My only request is that you all lead good and useful lives, never losing sight of the goal for which you are created.

Your loving mother

K Callahan"

So there we have it  Mum's purpose in life was to love and be productive. And she succeeded magnificently on both counts. She was a modest woman who did great things. A wonderful cook, she was also a lover of floral arrangement and had a fine ear for "proper" music. Her love for her God and Church was personal and intense. Not for her evangelism and bible bashing but rather a quietly reflective and respectful relationship with her church which culminated in her appointment as a Special Minister. She also spent many years as a member of the floral committee and would of course be delighted with the beautiful arrangements we have in this special place today.

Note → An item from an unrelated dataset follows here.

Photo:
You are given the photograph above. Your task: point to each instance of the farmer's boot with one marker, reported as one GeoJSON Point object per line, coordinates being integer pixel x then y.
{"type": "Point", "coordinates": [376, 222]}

As her nieces (our cousins) Maree Carr and Anne Pearce told me once : "Aunty Kath had real class. Always in high heels in the kitchen when we came to visit as little girls. And she treated us like real people not pests. Even the way she removed her apron revealed her style and her class".

I would like now to read to you some beautiful verse that Bernadette and Rosemary uncovered in Kath's birthday record book a few days ago.

        "Do not stand at my grave and weep
        I am not there, I do not sleep,
        I am a thousand winds that blow,
        I am the diamond glint on snow.

        I am the sunlight on ripened grain,
        I am the gentle autumn rain,
        I am the soft star shining at night,
        When you awake in the morning light.

        Although I am at rest
        I am the sunset in the west
        Do not stand at my grave and cry,
        I am not there, I do not die.
        So heed these words that here I say
        I am the love that will guide your way."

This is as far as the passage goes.